Нора ругнулась и бросила трубку.

— Ладно, мама. Ты сама напросилась. Я приеду и выскажу тебе абсолютно все!


Лиота совсем забыла, что наступила среда. Возможно, недовольство Эйлиноры не подействовало бы на нее так сильно, если бы она вспомнила, что в среду должен приехать Корбан, чтобы сходить за покупками. Только она подумала об этом, как услышала звонок в дверь и через оконную занавеску увидела гостя.

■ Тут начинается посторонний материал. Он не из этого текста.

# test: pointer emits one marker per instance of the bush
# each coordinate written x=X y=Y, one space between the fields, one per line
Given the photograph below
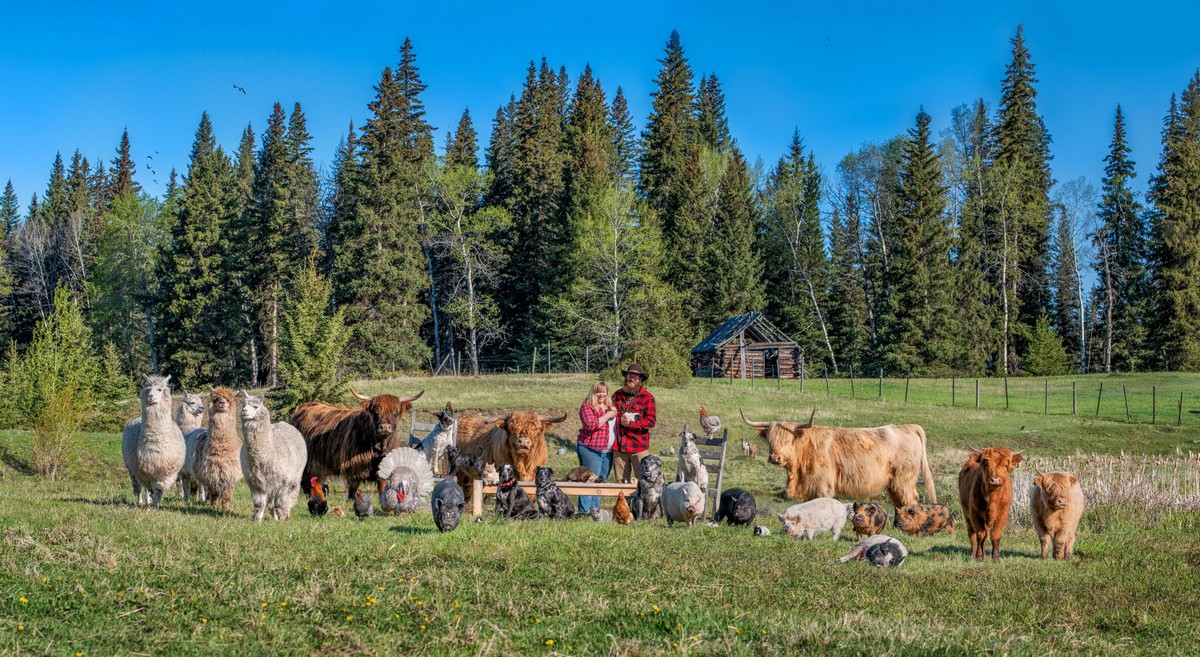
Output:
x=666 y=366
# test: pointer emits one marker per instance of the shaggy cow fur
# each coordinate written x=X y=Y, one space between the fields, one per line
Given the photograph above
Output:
x=985 y=489
x=517 y=439
x=647 y=504
x=153 y=445
x=511 y=501
x=737 y=506
x=351 y=442
x=868 y=519
x=1056 y=502
x=552 y=502
x=834 y=462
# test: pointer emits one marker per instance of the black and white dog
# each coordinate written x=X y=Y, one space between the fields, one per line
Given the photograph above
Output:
x=510 y=500
x=648 y=502
x=552 y=502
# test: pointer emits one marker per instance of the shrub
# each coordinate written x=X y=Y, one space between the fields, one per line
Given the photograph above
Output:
x=663 y=361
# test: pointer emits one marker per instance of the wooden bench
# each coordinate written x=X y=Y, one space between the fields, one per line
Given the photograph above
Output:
x=570 y=488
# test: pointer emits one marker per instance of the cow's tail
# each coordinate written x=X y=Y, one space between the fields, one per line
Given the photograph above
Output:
x=924 y=468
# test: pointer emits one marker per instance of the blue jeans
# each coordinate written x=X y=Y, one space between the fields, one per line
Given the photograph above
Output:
x=599 y=463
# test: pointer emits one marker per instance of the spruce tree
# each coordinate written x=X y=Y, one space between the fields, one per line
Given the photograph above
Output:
x=195 y=302
x=1021 y=208
x=461 y=145
x=1120 y=260
x=917 y=326
x=379 y=271
x=1175 y=325
x=120 y=178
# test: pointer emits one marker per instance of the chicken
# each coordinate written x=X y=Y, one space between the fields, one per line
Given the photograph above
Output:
x=408 y=481
x=621 y=512
x=317 y=504
x=711 y=423
x=361 y=505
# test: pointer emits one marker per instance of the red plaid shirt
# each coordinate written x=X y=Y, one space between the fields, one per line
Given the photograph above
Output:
x=636 y=437
x=593 y=434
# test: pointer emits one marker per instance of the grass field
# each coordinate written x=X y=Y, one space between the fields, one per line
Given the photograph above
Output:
x=83 y=571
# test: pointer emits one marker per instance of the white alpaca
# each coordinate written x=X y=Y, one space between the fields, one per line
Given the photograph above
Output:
x=273 y=459
x=153 y=445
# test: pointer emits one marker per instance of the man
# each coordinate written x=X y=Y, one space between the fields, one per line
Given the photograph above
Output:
x=635 y=419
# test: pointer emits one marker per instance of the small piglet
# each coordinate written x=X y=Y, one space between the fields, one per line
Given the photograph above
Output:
x=683 y=501
x=448 y=504
x=880 y=549
x=868 y=518
x=924 y=519
x=737 y=506
x=813 y=517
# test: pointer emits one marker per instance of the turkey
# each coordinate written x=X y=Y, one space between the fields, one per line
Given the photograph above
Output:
x=408 y=481
x=711 y=423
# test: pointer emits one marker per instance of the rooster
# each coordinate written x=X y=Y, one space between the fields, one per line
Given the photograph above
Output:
x=407 y=478
x=711 y=423
x=361 y=505
x=317 y=504
x=621 y=512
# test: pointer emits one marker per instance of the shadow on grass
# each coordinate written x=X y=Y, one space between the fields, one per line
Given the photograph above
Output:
x=405 y=529
x=965 y=552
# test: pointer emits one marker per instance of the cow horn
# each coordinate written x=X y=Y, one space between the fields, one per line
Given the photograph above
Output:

— О, Господи. — Лиота была недовольна собой. — Вот-вот подъедет Эйлинора, которой не терпелось заняться приготовлениями к празднику.

К счастью, Корбан знал, что Лиоте нужно время, чтобы подняться с кресла и подойти к двери. Она собиралась извиниться перед ним и отправить восвояси, как вдруг обратила внимание на его странный взгляд.

— Что-то случилось?

— Ничего.

— У вас никто не умер? — Она распахнула дверь, пропуская его вперед.

— Все просто замечательно, Лиота.

— И даже не пытайтесь обманывать меня. Кажется, мы давно поняли, что это бесполезно, — у него был такой вид, словно он не спал со дня их последней встречи. Бледный, под глазами темные круги, к тому же странно настороженный.

— Я не хочу говорить об этом, — сказал он. — Вы не обидитесь?

— Явный признак того, что случившееся стоит обсудить.

— Не нужно, Лиота. Сегодня я не в настроении. Вы идете в магазин?

— Я забыла, что сегодня среда.

— Вы хотите, чтобы я пришел в другой день?

— Нет. Мне нужно кое-что купить ко Дню благодарения. — Она не могла рисковать. Вдруг Эйлинора приедет и не застанет ее дома. Но Корбана нельзя отпускать в таком подавленном настроении, нужно снять камень с его души. Пусть даже он сам так не считает.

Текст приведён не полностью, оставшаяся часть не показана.